Le porte-parole militaire du Soudan, Al Saouarmi Khalid, a rejeté l'accusation en assurant que les forces de Khartoum n'avaient effectué aucun bombardement au Soudan du Sud.

Le Sud a fait sécession en juillet aux termes d'un accord de paix qui a mis fin en 2005 à des décennies de guerre civile avec le Nord, mais les deux parties continuent de s'opposer sur des questions clés comme le pétrole, la région contestée d'Abyei et le tracé de leur frontière commune.

Chaque partie accuse l'autre de soutenir des rebelles réfugiés sur le territoire voisin, et leurs troupes se sont affrontées ce mois-ci dans une zone convoitée par les deux pays.

Selon Philip Aguer, porte-parole de l'armée du Sud, les forces de Khartoum ont poursuivi jeudi des raids aériens pour la deuxième journée consécutive.

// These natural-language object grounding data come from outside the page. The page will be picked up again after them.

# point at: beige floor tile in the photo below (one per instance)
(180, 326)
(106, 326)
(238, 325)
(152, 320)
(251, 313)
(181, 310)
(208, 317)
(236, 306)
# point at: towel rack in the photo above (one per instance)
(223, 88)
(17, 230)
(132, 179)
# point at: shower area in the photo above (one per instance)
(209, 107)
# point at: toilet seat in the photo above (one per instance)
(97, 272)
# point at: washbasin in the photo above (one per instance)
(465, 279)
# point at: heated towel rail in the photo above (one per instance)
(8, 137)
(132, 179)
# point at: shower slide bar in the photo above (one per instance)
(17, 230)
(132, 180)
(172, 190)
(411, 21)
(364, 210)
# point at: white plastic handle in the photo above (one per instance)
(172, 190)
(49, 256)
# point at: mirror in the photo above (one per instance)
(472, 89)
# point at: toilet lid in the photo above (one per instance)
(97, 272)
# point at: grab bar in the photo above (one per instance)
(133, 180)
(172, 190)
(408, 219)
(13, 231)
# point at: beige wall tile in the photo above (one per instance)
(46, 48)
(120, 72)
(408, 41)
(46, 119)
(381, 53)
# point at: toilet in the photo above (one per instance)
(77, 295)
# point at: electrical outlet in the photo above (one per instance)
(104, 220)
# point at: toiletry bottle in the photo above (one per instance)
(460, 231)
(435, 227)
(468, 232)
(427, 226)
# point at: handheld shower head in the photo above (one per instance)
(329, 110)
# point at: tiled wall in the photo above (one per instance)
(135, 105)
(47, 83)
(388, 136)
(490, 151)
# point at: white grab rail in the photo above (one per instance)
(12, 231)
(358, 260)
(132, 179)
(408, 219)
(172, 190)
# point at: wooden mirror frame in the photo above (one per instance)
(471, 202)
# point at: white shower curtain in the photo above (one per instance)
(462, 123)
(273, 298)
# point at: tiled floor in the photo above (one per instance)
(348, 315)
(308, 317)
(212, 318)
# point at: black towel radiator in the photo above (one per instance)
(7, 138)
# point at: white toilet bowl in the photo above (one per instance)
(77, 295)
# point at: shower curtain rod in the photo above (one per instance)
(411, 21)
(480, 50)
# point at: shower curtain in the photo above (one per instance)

"On fait état de 17 personnes tuées" dans l'Etat du Bahr el Ghazal occidental, a-t-il dit. Comme on observe des signes de mouvements de forces terrestres, nous avons donné pour consigne à nos forces de se placer en état d'alerte maximum".

Le porte-parole du Nord a dit que cette accusation ne contenait "aucun fondement de vérité".

"Nous ne sommes pas entrés au Soudan du Sud, nous n'y avons bombardé aucun endroit et n'y avons aucun objectif", a dit Saouarmi Khalid.

Par ailleurs, Khartoum a annoncé jeudi avoir porté plainte contre le Soudan du Sud auprès du Conseil de sécurité de l'Onu en affirmant qu'environ 350 combattants rebelles de la région occidentale du Darfour avaient franchi la frontière avec le Soudan du Sud.

"Le Soudan a demandé à la communauté internationale de faire pression sur le Soudan du Sud pour l'empêcher de fournir de l'aide à cette force, pour la désarmer et transférer ceux que nous recherchons devant la justice du Soudan", indique dans un communiqué El Obeid Moraouah, porte-parole du ministère soudanais des Affaires étrangères.